Why bzr and launchpad?  Launchpad is open source. - illumen
http://renesd.blogspot.com/2010/03/why-bzr-and-launchpad-launchpad-is-open.html

======
illumen
A few months ago, I mentioned on HN that I've switched to bzr again... after
having troubles with it a few years ago. Then someone asked me to report back
after a month or so to say how I went.

In short, bzr is going fine for me. I've had none of the problems I had
before. I think in large part because they've settled on stable releases, and
development releases. So they are concentrating on making a stable release, at
the same time continuing their great pace of development on their development
releases. Also, the file format seems to have stabalised... and just lots of
polish generally I guess.

All new projects I've been using bzr. As well a few open source projects of
mine I've released using bzr+launchpad. Also there are a couple of launchpad
bzr using open source projects I've been using.

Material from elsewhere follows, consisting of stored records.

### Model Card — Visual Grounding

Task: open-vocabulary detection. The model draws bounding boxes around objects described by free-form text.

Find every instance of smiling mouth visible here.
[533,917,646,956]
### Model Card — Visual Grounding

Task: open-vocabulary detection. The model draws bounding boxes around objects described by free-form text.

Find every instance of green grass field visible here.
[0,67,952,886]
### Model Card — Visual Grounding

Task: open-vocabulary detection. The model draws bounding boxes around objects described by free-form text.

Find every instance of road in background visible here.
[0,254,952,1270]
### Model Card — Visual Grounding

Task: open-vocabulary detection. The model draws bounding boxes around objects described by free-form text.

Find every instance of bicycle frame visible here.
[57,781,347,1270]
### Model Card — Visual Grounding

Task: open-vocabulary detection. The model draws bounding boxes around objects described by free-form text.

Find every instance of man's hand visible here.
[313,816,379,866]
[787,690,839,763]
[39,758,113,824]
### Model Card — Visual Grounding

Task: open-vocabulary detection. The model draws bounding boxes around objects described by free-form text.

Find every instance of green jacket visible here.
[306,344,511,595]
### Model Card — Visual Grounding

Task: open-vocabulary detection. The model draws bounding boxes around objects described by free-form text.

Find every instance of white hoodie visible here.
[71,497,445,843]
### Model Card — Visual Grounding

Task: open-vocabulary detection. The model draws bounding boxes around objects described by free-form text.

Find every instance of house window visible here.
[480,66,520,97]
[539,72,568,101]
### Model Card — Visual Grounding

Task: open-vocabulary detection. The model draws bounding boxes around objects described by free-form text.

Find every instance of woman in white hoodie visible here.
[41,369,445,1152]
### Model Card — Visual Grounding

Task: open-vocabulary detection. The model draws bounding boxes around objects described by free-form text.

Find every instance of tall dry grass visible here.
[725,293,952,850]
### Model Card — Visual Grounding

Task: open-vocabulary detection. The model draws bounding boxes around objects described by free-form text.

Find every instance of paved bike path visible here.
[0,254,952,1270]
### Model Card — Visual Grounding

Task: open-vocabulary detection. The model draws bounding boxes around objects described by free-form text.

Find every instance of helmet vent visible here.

Finally I've used it with a couple of subversion projects... which work really
well. I just create a bzr branch... which downloads the whole history locally.
Then when I commit, it commits to the svn branch. However, I can easily branch
with bzr and commit to that branch, before merging back into svn. Haven't had
any trouble doing it that way.

Anyway... there's my bzr experience. No issues this time around. Kind of
boring, like how a vcs should be.